Australian researchers have developed a flat lens that's 300 times thinner than a sheet of paper, and it has the ability to provide 3D focus on tiny details that we currently struggle to image. This is known as subwavelength focussing, because it involves viewing objects that are smaller than the wavelength of an individual particle of light.
Why does that matter, you may ask? Well, think of it this way: the new lens could be used to build devices capable of viewing, manipulating, monitoring, and trapping the tiniest particles in real time. In other words, it has the potential to revolutionise the technology used in medical diagnosis and treatment, imaging, sensing, and even computing.
Optical lenses work by focussing light on a specific point so our eyes can perceive it, but right now there's a limit to the size of objects this light can be focussed on. For years scientists have been trying to shrink down flat lenses to overcome that hurdle, but successful concepts have all been extremely complex and hard to produce for real-world applications.
Now a team from Swinburne University of Technology has developed a lens that's only 200 nm thick, using sprayable graphene oxide.
The unique refractive index of the material allows the lens to focus on small objects in 3D in a way that previous lenses haven't been able to. And best of all, the process used to make the ultra-thin lens is cheap and quick, and easily scalable.
"Our lens concept has a 3D subwavelength capability that is 30 times more efficient, able to tightly focus broadband light from the visible to the near infrared, and offers a simple and low-cost manufacturing method," lead researcher Baohua Jia, from Swinburne's Centre for Micro-Photonics, said in a press release.
The researchers were able to produce such a thin structure by converting graphene oxide film into reduced graphene oxide through a photoreduction process.
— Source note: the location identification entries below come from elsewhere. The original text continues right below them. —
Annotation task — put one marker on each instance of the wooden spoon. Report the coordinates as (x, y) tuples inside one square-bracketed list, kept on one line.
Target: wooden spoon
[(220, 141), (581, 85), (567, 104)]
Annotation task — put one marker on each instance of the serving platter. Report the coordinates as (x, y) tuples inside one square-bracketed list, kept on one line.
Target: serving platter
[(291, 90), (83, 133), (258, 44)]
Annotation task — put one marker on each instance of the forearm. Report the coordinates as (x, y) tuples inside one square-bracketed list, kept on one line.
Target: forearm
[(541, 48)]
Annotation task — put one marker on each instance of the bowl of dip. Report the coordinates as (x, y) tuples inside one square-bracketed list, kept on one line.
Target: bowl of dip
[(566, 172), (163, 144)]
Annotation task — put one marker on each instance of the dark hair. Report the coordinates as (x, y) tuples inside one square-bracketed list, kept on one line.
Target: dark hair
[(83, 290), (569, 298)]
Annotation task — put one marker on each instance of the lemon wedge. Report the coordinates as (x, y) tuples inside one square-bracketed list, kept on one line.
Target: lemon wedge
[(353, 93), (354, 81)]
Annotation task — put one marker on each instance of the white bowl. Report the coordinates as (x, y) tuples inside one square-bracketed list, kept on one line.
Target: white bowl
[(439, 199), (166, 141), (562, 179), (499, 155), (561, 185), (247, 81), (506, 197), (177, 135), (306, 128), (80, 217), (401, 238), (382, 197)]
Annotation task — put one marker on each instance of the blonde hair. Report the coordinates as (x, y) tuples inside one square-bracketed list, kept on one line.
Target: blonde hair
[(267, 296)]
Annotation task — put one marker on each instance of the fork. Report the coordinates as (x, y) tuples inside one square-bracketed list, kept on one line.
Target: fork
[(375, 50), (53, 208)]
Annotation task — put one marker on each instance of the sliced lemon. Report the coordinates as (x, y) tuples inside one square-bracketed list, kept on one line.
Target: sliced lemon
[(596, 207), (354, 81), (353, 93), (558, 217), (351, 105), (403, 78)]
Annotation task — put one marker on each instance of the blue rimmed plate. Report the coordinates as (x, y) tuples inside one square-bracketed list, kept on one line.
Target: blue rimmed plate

And they believe that they could easily be used in real-world devices.
"These flexible graphene oxide lenses are mechanically robust and maintain excellent focusing properties under high stress," said one of the research team, Xiaorui Zheng. "They have the potential to revolutionise the next-generation integrated optical systems by making miniaturised and fully flexible photonics devices."
The research has been published in Nature Communications.